S2 cells used in the study were a gift from Dr. Qingfa Wu’s lab (University of Science and Technology of China), and were cultured in Schneider’s Drosophila Medium (SDM; Sigma, S9895) containing 10% (v/v) fetal bovine serum (FBS; Excell Bio, FSP500) and 1% (v/v) penicillin-streptomycin (Thermo Fisher Scientific, 15140122) at 25 °C. The human breast adenocarcinoma cell line (MCF7) used in the study were a gift from Dr. Aimin Yang’s lab (Chongqing University), and were maintained in high-glucose Dulbecco’s modified Eagle’s medium (Biosharp, BL301A) supplemented with 10% (v/v) FBS (ExCell Bio, FSP500) and 1% (v/v) penicillin-streptomycin (Thermo Fisher Scientific, 15140122) at 37 °C with 5% CO2.

RNAi

To KD the indicated Drosophila protein-coding genes, 1.5 × 106 S2 cells were incubated with 8 μg of corresponding dsRNA in 600 μL serum-free medium for 30 min, and then 400 μL of medium supplemented with 20% (v/v) FBS was added to maintain cell growth. For RNAi screening of all Drosophila RNA helicases, untreated S2 cells served as a negative control. For RNAi experiments targeting other Drosophila protein-coding genes, cells treated with β-gal dsRNA served as a negative control. After 3 days of treatment, the cells were harvested for later use. For dsRNA preparation, DNA templates for dsRNAs selected from the Drosophila RNAi Screening Center (DRSC: https://www.flyrnai.org/cgi-bin/DRSC_gene_lookup.pl) were obtained by polymerase chain reaction (PCR) using primers incorporating the T7 promoter sequence (TAATACGACTCACTATAGGG) at the 5ʹ end. DsRNAs were subsequently generated through in vitro transcription using the ScriptMAX® Thermo T7 Transcription Kit (TOYOBO, TSK-101) according to the manufacturer’s protocol. The primer pairs used for dsRNA generation are provided in Supplementary Data 4. For siRNA-mediated KD, 50 nmol of the indicated siRNAs (SNRNP200 KD: 5ʹ-GCCUACCUCUAUAUCCGAAUG-3ʹ; SNRNP200 KD2: 5ʹ-GUGAUUCAGAUUGAGUCCU-3ʹ) or negative control siRNAs were transfected into MCF7 cells using LipoRNAi™ (Beyotime, C0535) according to the manufacturer’s instructions.

RNA isolation, complementary DNAs synthesis and RT-qPCR

RNA was isolated using RNAiso Plus reagent (TaKaRa, 9108).
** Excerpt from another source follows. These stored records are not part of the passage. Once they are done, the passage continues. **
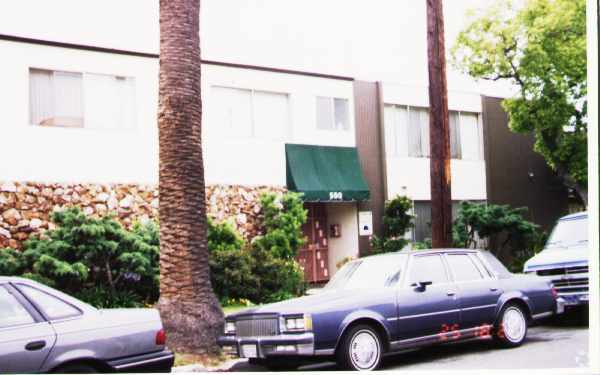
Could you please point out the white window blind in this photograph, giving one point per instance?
(332, 113)
(110, 102)
(418, 132)
(270, 115)
(250, 113)
(94, 101)
(55, 98)
(396, 130)
(233, 109)
(455, 148)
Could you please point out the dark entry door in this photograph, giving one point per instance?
(313, 256)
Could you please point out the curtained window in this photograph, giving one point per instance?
(251, 113)
(406, 132)
(81, 100)
(332, 113)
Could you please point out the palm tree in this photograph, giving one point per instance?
(189, 308)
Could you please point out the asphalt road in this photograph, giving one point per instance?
(558, 343)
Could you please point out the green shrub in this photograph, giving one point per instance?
(96, 259)
(505, 231)
(281, 221)
(12, 262)
(396, 221)
(231, 264)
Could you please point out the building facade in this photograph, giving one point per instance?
(80, 129)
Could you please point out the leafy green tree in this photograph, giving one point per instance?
(231, 264)
(281, 219)
(503, 229)
(539, 47)
(397, 220)
(94, 259)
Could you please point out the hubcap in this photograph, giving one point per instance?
(513, 324)
(364, 350)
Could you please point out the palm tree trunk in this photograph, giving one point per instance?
(190, 311)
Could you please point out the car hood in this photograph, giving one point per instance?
(571, 256)
(128, 316)
(306, 304)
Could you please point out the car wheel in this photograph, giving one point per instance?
(511, 328)
(76, 368)
(361, 349)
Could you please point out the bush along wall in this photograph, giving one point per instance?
(102, 262)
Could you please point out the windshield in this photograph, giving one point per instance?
(377, 271)
(568, 233)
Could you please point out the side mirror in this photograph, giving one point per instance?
(421, 285)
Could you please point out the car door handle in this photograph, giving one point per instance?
(35, 345)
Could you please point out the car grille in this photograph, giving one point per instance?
(256, 327)
(572, 280)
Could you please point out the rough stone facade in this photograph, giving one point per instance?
(25, 207)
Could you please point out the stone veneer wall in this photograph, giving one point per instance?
(25, 207)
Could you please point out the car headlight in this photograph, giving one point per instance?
(230, 328)
(297, 323)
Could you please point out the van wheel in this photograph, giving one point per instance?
(511, 328)
(360, 350)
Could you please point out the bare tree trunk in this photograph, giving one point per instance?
(439, 129)
(189, 308)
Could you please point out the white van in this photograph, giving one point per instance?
(564, 260)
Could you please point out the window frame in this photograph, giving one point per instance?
(469, 256)
(39, 308)
(406, 282)
(331, 100)
(84, 73)
(24, 302)
(287, 131)
(422, 154)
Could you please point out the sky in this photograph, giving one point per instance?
(382, 40)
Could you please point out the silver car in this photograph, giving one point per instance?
(44, 330)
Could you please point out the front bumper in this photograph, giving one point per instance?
(296, 344)
(152, 362)
(570, 300)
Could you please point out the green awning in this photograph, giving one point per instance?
(325, 173)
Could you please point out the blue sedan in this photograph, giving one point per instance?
(385, 304)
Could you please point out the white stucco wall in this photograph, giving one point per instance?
(346, 215)
(410, 176)
(253, 161)
(34, 153)
(53, 154)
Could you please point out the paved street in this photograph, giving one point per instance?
(554, 344)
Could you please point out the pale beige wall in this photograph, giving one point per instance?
(344, 214)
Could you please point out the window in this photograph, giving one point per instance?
(53, 307)
(56, 98)
(422, 212)
(407, 133)
(332, 113)
(375, 272)
(81, 100)
(251, 113)
(463, 268)
(470, 140)
(418, 132)
(427, 268)
(396, 130)
(12, 313)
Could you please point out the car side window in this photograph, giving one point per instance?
(463, 268)
(12, 313)
(427, 268)
(53, 308)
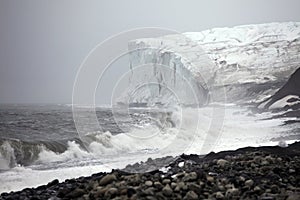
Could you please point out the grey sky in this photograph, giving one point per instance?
(42, 43)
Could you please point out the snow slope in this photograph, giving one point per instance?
(243, 63)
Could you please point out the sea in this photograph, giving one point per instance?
(40, 143)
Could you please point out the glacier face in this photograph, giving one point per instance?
(240, 64)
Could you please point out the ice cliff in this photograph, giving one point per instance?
(243, 63)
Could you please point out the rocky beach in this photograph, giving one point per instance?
(270, 172)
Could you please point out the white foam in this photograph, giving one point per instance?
(239, 129)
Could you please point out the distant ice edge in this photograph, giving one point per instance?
(249, 62)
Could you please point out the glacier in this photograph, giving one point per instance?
(242, 64)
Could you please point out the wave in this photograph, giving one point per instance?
(15, 152)
(195, 132)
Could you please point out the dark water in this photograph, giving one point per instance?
(24, 128)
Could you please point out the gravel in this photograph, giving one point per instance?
(247, 173)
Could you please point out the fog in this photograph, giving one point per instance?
(43, 43)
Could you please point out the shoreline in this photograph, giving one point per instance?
(268, 172)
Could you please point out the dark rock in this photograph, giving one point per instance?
(52, 183)
(190, 195)
(109, 178)
(167, 190)
(75, 193)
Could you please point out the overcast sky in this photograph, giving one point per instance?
(43, 42)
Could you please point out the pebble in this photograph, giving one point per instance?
(167, 190)
(148, 183)
(107, 179)
(232, 193)
(190, 177)
(219, 195)
(249, 183)
(190, 195)
(194, 180)
(222, 162)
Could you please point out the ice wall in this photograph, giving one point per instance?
(248, 62)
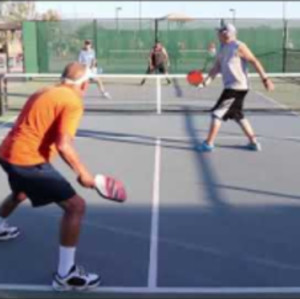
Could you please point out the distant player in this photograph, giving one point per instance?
(158, 61)
(231, 62)
(87, 57)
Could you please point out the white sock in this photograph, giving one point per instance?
(2, 221)
(66, 260)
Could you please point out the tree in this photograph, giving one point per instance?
(50, 15)
(18, 11)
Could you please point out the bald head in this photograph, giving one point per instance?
(74, 71)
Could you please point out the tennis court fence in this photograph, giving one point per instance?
(156, 95)
(122, 46)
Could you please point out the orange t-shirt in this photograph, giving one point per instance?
(57, 109)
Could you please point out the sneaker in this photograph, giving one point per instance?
(254, 146)
(204, 147)
(8, 232)
(76, 280)
(106, 95)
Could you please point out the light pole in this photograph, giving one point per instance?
(233, 11)
(117, 9)
(140, 13)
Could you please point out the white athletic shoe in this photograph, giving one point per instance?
(254, 146)
(8, 232)
(76, 280)
(106, 95)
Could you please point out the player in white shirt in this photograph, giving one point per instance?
(232, 62)
(87, 56)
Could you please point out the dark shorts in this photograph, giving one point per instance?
(161, 68)
(230, 105)
(42, 183)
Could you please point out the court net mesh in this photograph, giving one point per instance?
(156, 95)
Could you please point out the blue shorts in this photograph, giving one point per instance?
(42, 183)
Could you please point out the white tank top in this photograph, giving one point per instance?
(233, 67)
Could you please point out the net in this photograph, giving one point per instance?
(122, 45)
(156, 95)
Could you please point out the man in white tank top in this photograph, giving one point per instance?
(231, 62)
(87, 57)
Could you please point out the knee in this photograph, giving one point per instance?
(75, 205)
(19, 197)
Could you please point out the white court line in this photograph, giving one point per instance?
(152, 270)
(165, 139)
(165, 290)
(285, 107)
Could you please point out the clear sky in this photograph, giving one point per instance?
(147, 9)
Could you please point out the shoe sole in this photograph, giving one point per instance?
(66, 288)
(10, 237)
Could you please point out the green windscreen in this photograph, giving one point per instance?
(123, 45)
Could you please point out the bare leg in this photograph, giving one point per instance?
(247, 129)
(74, 209)
(213, 130)
(167, 78)
(10, 203)
(100, 85)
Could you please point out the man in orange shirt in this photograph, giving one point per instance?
(46, 126)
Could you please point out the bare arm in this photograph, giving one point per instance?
(166, 56)
(67, 125)
(246, 53)
(64, 145)
(214, 71)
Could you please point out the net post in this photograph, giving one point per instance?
(284, 45)
(1, 96)
(158, 94)
(5, 96)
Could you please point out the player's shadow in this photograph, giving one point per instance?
(208, 175)
(137, 139)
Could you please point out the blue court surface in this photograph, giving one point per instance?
(221, 224)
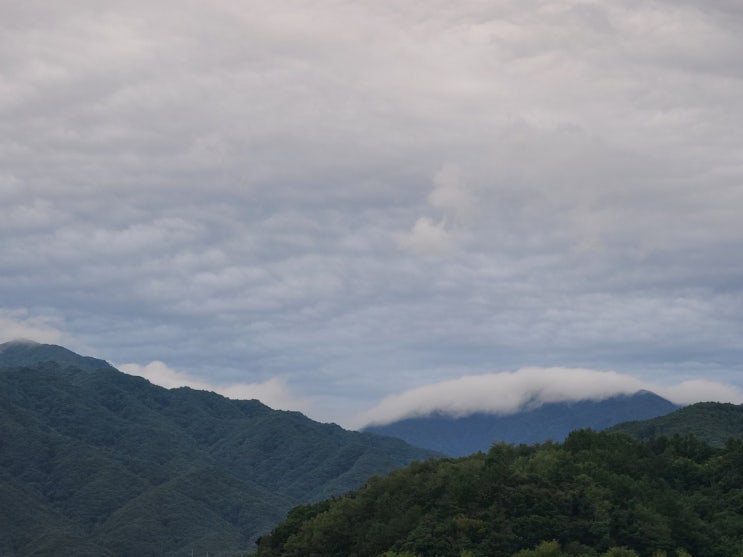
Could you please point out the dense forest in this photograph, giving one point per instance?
(95, 462)
(714, 422)
(594, 494)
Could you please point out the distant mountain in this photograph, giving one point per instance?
(96, 462)
(477, 432)
(712, 422)
(29, 353)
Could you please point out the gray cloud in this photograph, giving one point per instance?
(527, 388)
(366, 197)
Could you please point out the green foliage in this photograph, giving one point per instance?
(96, 462)
(595, 494)
(714, 422)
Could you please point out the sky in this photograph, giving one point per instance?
(348, 208)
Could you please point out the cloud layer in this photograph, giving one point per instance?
(364, 197)
(510, 392)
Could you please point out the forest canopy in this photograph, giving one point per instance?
(595, 494)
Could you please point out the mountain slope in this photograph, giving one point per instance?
(712, 422)
(97, 462)
(553, 421)
(595, 494)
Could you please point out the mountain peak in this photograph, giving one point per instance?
(25, 352)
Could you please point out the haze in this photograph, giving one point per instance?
(329, 204)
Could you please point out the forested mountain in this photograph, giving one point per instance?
(477, 432)
(596, 494)
(96, 462)
(713, 422)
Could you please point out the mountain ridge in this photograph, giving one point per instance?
(460, 436)
(107, 463)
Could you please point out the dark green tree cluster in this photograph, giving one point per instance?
(94, 462)
(596, 494)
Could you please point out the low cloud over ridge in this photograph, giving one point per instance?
(273, 392)
(530, 387)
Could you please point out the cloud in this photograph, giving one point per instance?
(273, 392)
(18, 324)
(363, 197)
(428, 238)
(510, 392)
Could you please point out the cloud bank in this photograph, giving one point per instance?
(510, 392)
(366, 196)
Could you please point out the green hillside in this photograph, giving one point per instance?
(97, 462)
(595, 494)
(713, 422)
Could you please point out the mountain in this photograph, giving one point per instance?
(459, 436)
(96, 462)
(713, 422)
(24, 352)
(595, 494)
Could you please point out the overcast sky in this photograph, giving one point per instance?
(326, 203)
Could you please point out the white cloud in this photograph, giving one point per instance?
(428, 238)
(175, 179)
(273, 392)
(509, 392)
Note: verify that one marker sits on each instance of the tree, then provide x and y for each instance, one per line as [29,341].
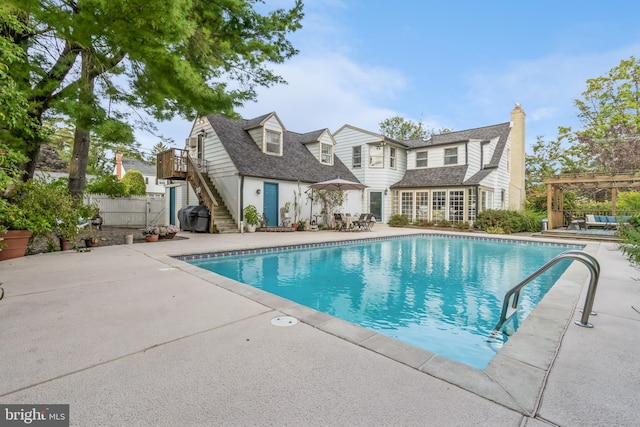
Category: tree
[610,114]
[400,129]
[95,62]
[133,182]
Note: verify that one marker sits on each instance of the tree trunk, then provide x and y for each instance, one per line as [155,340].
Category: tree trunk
[82,137]
[78,164]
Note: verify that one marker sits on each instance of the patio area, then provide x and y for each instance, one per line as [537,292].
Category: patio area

Complementary DNAs (cDNAs) were synthesized using PrimeScript RT Master Mix (TaKaRa, RR036A). For the reverse transcription reaction of antisense transcripts, the Hifair® III 1st Strand cDNA Synthesis Kit (gDNA digester plus) (YEASEN, 11119ES60) was employed with gene-specific primers. cDNA was subjected to qPCR analyses using Hieff® qPCR SYBR Green Master Mix (YEASEN, 11201ES03) on a CFX Connect Real-Time PCR System (Bio-Rad). Detailed information regarding all RT-PCR and RT-qPCR primers used in this study is provided in Supplementary Data 4.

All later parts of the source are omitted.